Si tratta dei riti dello Tsukimi, la contemplazione della luna piena di metà autunno, che avevo raccontato nei dettagli qui e che rappresenta uno dei tradizionali appuntamenti dei Giapponesi con le stagioni ed il loro sfumare l'una nell'altra, tanto che le nostre quattro stagioni usuali, che hanno periodi leggermente sfalsati rispetto ai nostri per differenze sia microclimatiche che culturali, in Giappone sono annunciate da una quinta stagione (il cinque è un numero molto amato, in quella terra!): si chiama Doyo e coinvolge i 18 giorni che precedono l’inizio di ognuna delle stagioni canoniche.
Inoltre esistono 24 “sottostagioni”, raccolte nelle quattro grandi stagioni che conosciamo anche noi e tradizionalmente legate al calendario lunare ed ai periodi agricoli.

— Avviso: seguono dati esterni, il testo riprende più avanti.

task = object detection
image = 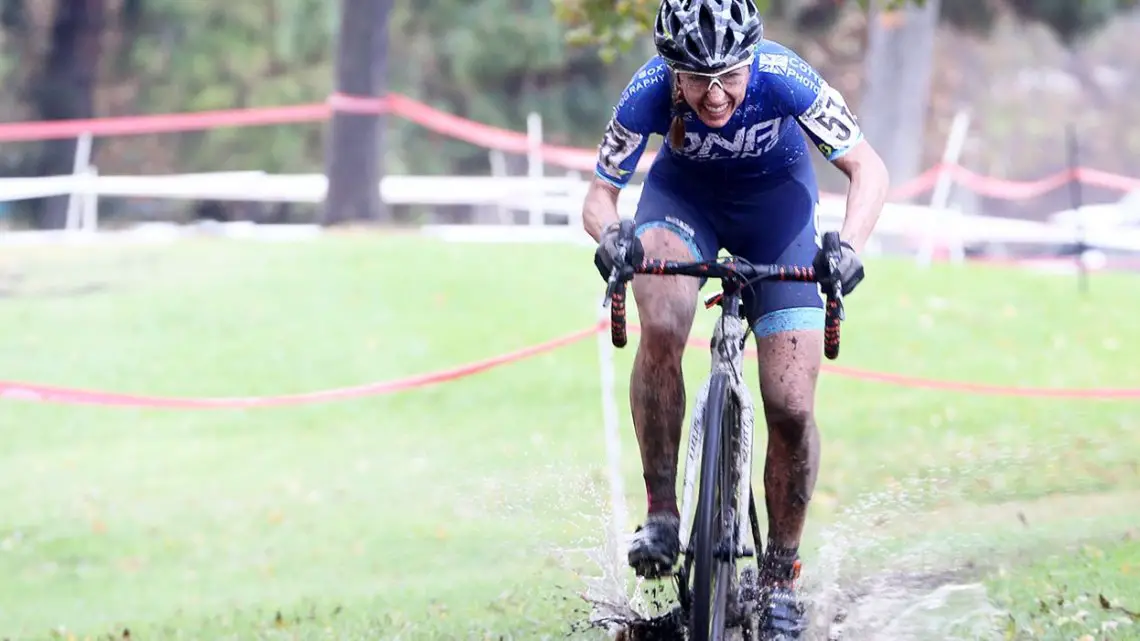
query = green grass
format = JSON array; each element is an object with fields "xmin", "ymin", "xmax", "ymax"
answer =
[
  {"xmin": 0, "ymin": 234, "xmax": 1138, "ymax": 640},
  {"xmin": 988, "ymin": 537, "xmax": 1140, "ymax": 640}
]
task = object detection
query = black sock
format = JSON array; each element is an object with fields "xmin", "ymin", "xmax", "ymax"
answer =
[
  {"xmin": 766, "ymin": 544, "xmax": 799, "ymax": 562},
  {"xmin": 762, "ymin": 544, "xmax": 800, "ymax": 582}
]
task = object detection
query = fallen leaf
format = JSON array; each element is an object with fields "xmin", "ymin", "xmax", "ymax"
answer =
[{"xmin": 1098, "ymin": 593, "xmax": 1140, "ymax": 621}]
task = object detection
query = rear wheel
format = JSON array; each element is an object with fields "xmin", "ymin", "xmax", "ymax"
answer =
[{"xmin": 687, "ymin": 372, "xmax": 740, "ymax": 641}]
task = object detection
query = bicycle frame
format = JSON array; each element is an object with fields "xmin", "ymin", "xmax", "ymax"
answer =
[{"xmin": 677, "ymin": 290, "xmax": 756, "ymax": 564}]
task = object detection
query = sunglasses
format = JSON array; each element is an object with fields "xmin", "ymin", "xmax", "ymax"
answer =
[{"xmin": 674, "ymin": 54, "xmax": 754, "ymax": 92}]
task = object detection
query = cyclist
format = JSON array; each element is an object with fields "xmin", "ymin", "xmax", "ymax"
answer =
[{"xmin": 582, "ymin": 0, "xmax": 888, "ymax": 637}]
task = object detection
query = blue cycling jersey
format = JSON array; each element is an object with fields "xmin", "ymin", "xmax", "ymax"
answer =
[{"xmin": 594, "ymin": 39, "xmax": 864, "ymax": 189}]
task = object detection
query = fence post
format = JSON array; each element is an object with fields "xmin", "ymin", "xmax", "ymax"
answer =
[
  {"xmin": 81, "ymin": 165, "xmax": 100, "ymax": 233},
  {"xmin": 1067, "ymin": 124, "xmax": 1089, "ymax": 294},
  {"xmin": 66, "ymin": 132, "xmax": 95, "ymax": 232},
  {"xmin": 526, "ymin": 112, "xmax": 544, "ymax": 227},
  {"xmin": 917, "ymin": 108, "xmax": 971, "ymax": 266},
  {"xmin": 488, "ymin": 149, "xmax": 511, "ymax": 224}
]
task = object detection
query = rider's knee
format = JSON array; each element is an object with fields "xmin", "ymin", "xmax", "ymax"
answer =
[
  {"xmin": 763, "ymin": 402, "xmax": 815, "ymax": 442},
  {"xmin": 637, "ymin": 291, "xmax": 692, "ymax": 354}
]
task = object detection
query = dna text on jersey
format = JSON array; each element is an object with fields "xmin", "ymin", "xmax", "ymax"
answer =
[{"xmin": 676, "ymin": 117, "xmax": 783, "ymax": 161}]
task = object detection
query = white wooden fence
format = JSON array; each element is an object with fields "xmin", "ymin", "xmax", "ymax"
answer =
[{"xmin": 1, "ymin": 170, "xmax": 1137, "ymax": 259}]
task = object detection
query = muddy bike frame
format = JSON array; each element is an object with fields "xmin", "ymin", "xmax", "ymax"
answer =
[{"xmin": 604, "ymin": 229, "xmax": 846, "ymax": 640}]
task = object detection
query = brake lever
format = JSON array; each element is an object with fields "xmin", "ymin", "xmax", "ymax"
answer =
[
  {"xmin": 601, "ymin": 232, "xmax": 632, "ymax": 308},
  {"xmin": 825, "ymin": 252, "xmax": 846, "ymax": 321},
  {"xmin": 602, "ymin": 268, "xmax": 621, "ymax": 307}
]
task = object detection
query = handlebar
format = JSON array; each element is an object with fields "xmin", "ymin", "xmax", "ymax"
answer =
[{"xmin": 603, "ymin": 232, "xmax": 847, "ymax": 361}]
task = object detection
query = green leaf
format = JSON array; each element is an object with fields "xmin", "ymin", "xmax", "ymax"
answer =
[{"xmin": 551, "ymin": 0, "xmax": 933, "ymax": 56}]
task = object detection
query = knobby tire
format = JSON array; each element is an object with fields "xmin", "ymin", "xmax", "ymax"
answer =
[{"xmin": 689, "ymin": 371, "xmax": 739, "ymax": 641}]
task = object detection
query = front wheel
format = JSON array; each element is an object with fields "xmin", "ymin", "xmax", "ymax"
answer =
[{"xmin": 688, "ymin": 371, "xmax": 740, "ymax": 641}]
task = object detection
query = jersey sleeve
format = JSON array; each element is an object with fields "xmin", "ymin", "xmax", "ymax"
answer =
[
  {"xmin": 594, "ymin": 58, "xmax": 672, "ymax": 188},
  {"xmin": 758, "ymin": 44, "xmax": 864, "ymax": 162}
]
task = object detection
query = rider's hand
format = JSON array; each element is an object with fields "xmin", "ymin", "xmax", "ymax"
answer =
[
  {"xmin": 594, "ymin": 219, "xmax": 645, "ymax": 282},
  {"xmin": 814, "ymin": 236, "xmax": 865, "ymax": 295}
]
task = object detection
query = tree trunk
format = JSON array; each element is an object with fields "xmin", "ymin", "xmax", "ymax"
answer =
[
  {"xmin": 859, "ymin": 0, "xmax": 940, "ymax": 190},
  {"xmin": 32, "ymin": 0, "xmax": 105, "ymax": 229},
  {"xmin": 323, "ymin": 0, "xmax": 392, "ymax": 226}
]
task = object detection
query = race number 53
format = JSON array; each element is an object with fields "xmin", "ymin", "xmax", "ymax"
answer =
[{"xmin": 803, "ymin": 83, "xmax": 861, "ymax": 150}]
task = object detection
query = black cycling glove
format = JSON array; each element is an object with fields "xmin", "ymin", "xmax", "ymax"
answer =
[
  {"xmin": 813, "ymin": 235, "xmax": 865, "ymax": 295},
  {"xmin": 594, "ymin": 219, "xmax": 645, "ymax": 282}
]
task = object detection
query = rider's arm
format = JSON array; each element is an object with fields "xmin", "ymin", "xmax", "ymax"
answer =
[
  {"xmin": 799, "ymin": 93, "xmax": 888, "ymax": 252},
  {"xmin": 583, "ymin": 177, "xmax": 622, "ymax": 242},
  {"xmin": 582, "ymin": 58, "xmax": 671, "ymax": 241},
  {"xmin": 829, "ymin": 140, "xmax": 889, "ymax": 254},
  {"xmin": 763, "ymin": 44, "xmax": 890, "ymax": 252}
]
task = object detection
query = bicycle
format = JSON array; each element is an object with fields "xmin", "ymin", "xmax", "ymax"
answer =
[{"xmin": 603, "ymin": 229, "xmax": 847, "ymax": 641}]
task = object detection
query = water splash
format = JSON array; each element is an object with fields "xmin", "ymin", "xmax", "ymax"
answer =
[
  {"xmin": 505, "ymin": 443, "xmax": 1042, "ymax": 641},
  {"xmin": 560, "ymin": 463, "xmax": 1014, "ymax": 640},
  {"xmin": 826, "ymin": 578, "xmax": 1004, "ymax": 641},
  {"xmin": 801, "ymin": 470, "xmax": 1010, "ymax": 641},
  {"xmin": 513, "ymin": 467, "xmax": 687, "ymax": 639},
  {"xmin": 548, "ymin": 485, "xmax": 658, "ymax": 636}
]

Ora ad esempio siamo in autunno, che va in Giappone dal 7 agosto al 6 novembre, per la precisione nella sottostagione di Shūbun, 秋分, la settimana dell'equinozio che ruota attorno al 23 settembre, che segue Hakuro, la stagione "della rugiada bianca", quando la mattina comincia la brina sui campi e la brezza si raffredda) e che precede Kanro, la stagione "della brina di tardo autunno", quando la brina in campagna comincia ad accumularsi anche sui rami e sui vetri.
Molto stretto è, ovviamente, anche il legame del cibo con le stagioni, oltre che con il territorio, proprio perché la natura, le stagioni, il paesaggio sono parte dell'uomo e l'uomo ne è parte, senza soluzione di continuità. Come questo sentimento spirituale si trasforma in arte, nel caso della tavola? Semplicemente rendendo “cibo” i prodotti della natura attraverso il filtro culturale della manipolazione umana.
Gli alimenti di stagione hanno valore rappresentativo anche sulla tavola giapponese, dove i decori delle stoviglie si armonizzano con il periodo anche citando gli ingredienti tipici del momento. Quindi in autunno ad esempio, si trovano ciotole e piattini dipinto con salmoni, sgombri, sugarelli, funghi, castagne, carote, radici di loto, tuberi, fiori e foglie di crisantemo, uva, pere nashi.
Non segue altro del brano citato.